Airbus Helicopters recorded a drop in orders and deliveries in 2019, but growth in its support and services division resulted in little revenue change from the previous year.
Speaking Feb. 13 at Airbus’s annual press conference in Toulouse, Frane, Airbus Group CEO Guillaume Faury described the helicopter division’s performance as “strong, especially given the weak market.” Airbus Helicopters has increased its market share despite adverse conditions, he said. The company delivered 332 rotorcraft in 2019, representing 54 percent of the market in units, Airbus claimed.

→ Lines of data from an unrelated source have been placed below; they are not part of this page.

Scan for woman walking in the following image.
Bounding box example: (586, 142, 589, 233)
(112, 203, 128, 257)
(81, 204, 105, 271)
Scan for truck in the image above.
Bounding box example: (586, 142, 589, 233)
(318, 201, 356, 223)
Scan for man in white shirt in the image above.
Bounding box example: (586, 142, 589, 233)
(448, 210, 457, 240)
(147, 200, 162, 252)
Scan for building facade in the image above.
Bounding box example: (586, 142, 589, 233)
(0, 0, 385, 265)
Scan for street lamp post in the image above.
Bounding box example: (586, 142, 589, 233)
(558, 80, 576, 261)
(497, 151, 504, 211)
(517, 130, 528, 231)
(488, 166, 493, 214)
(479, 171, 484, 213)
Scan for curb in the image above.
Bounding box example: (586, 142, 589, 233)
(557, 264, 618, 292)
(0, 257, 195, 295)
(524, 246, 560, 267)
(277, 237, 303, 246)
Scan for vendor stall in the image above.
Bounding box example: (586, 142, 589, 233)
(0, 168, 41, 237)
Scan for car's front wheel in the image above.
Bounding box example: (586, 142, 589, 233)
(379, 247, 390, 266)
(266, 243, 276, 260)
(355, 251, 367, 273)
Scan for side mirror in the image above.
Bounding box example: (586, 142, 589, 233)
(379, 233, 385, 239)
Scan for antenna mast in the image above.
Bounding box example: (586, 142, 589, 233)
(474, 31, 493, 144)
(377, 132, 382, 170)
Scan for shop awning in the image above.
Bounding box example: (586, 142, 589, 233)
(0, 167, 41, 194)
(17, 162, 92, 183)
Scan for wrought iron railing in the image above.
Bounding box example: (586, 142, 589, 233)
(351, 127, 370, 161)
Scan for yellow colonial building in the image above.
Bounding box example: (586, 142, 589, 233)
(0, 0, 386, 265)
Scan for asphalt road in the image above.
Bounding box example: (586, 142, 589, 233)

The company received a net 310 orders, which was a decline of 19 percent from the previous year. The book-to-bill ratio was above 1:1 in value, despite the weaker orders. In average, higher-value helicopters were ordered, including 25 H225M Super Pumas, 23 NH90s (Airbus is a partner in the program) and 10 of the upcoming medium H160.
The H125 and H145 remain at the top in units ordered, with 130 and 91 orders in 2019, respectively. The H175 super medium twin, despite being the newest design in Airbus Helicopters’ range of certified aircraft, received a mere four orders.
“The increased contribution from support and services and key wins in the military sector in 2019 underline the importance of our robust business model,” said Bruno Even, CEO of Airbus Helicopters, in a press release announcing the results. He characterized the civil and parapublic market as “challenging.” Faury emphasizes “good prospects in defense” and also wants to “capture growth in services” in 2020.
In 2019, military revenues were dominant, at 55 percent. Services contributed 43 percent to the company’s total revenues. On the civil side, for instance, HCare contracts were signed for an additional 250 helicopters.
As of Dec. 31, 2019, the backlog stood at 695, almost stable from one year before. Revenues slightly improved, at €6 billion ($6.6 billion). The profit margin, calculated from adjusted earnings before interest and taxes, reached seven percent.